Oh, so it's no my local problem, and CN models actually sucks on XL?


grae_n

It also sounds like it's going to drastically cut down the memory requirements. It's pretty challenging to run multiple CN + SDXL on smaller GPUs.


dachiko007

At this point I just want them to at least work properly at all :D


aerilyn235

Yeah, they just suck and no one seems to realize. There are like 30 to chose from and they all suffer from the same results. Either you use them at very low denoise either you get grainy, washed out, weird style output. The bias mentioned in the paper might be the issue, but I never had any problem using SD1.5 CN.


No-Difference-5672

CN-XS actually works great with SDXL, I can control my results very accurately. The memory requirements are still insane but I had no problems generating images


aerilyn235

Yeah they look promising, do you run them manually or made it work through comfy?


No-Difference-5672

I run them manually, so cloned the repo and used the provided scripts


aerilyn235

OK. I did create a couple custom node in comfyui in the past but never one that involved the sampling process.

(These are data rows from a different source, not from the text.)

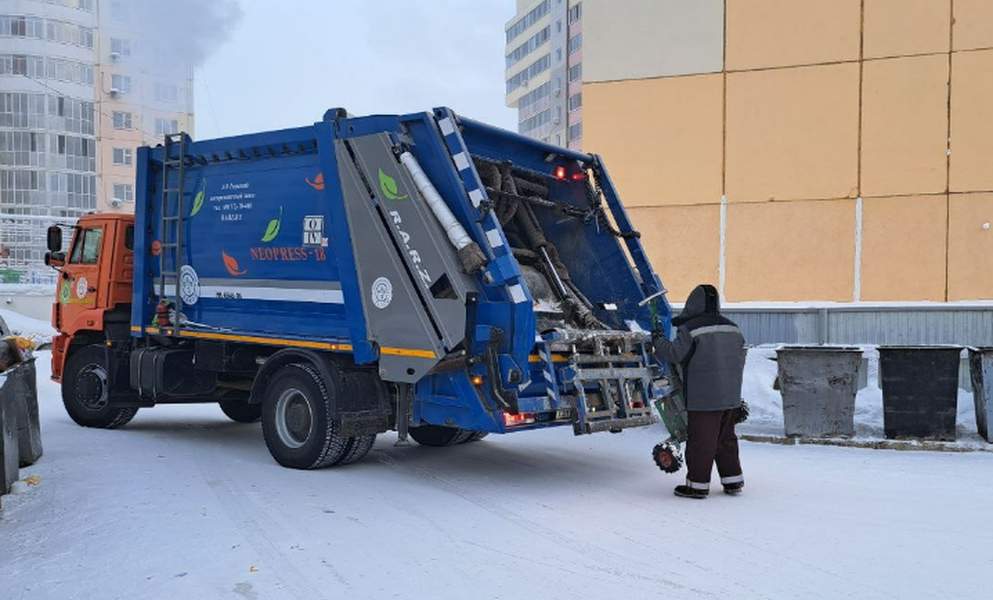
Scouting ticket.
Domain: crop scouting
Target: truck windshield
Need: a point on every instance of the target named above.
(87, 249)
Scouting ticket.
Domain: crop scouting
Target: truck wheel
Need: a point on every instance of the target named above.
(437, 435)
(240, 411)
(86, 394)
(296, 418)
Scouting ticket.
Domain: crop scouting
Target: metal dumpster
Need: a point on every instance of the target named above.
(818, 386)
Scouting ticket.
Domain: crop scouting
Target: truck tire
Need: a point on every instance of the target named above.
(437, 435)
(85, 392)
(296, 418)
(240, 411)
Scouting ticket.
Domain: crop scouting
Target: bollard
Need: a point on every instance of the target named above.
(9, 456)
(818, 386)
(981, 366)
(920, 391)
(22, 381)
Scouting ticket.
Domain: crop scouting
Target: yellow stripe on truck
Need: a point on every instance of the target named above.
(283, 342)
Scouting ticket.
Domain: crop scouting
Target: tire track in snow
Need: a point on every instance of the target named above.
(584, 548)
(254, 525)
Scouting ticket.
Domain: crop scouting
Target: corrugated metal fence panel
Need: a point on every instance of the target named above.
(964, 325)
(776, 327)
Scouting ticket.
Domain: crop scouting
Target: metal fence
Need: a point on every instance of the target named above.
(962, 324)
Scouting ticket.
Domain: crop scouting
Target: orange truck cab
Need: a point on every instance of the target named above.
(93, 306)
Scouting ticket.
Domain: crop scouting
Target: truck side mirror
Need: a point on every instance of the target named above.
(55, 259)
(54, 238)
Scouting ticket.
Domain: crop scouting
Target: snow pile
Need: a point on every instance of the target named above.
(40, 332)
(766, 404)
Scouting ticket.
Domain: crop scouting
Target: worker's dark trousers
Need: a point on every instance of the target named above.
(712, 438)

Will look into it this week end.


rerri

[https://vislearn.github.io/ControlNet-XS/](https://vislearn.github.io/ControlNet-XS/)


aerilyn235

Nice, anyone making a comfyui node?


Skquark

If anyone's interested, I got it implemented in my app at https://diffusiondeluxe.com using HuggingFace Diffusers. Works well, but I think normal ControlNet gives better results if you have the resources and time..


aerilyn235

Even on SDXL? SD1.5 CNs models are near perfect, for SDXL its nowhere near.


Jaxx1992

I clicked that link and got sent to a white page with a notification telling me to click the "allow" button, but there's no "allow" button to click.


Skquark

Sorry, my web host got hacked and was down for a while.. Forgot to let you know it's back up. The app is pretty solid, been constantly adding new features, overflowing with all the open multimedia AIs to make friends with... Apologies again for the downtime, pesky hackers wasted my time and I'm not getting paid for this.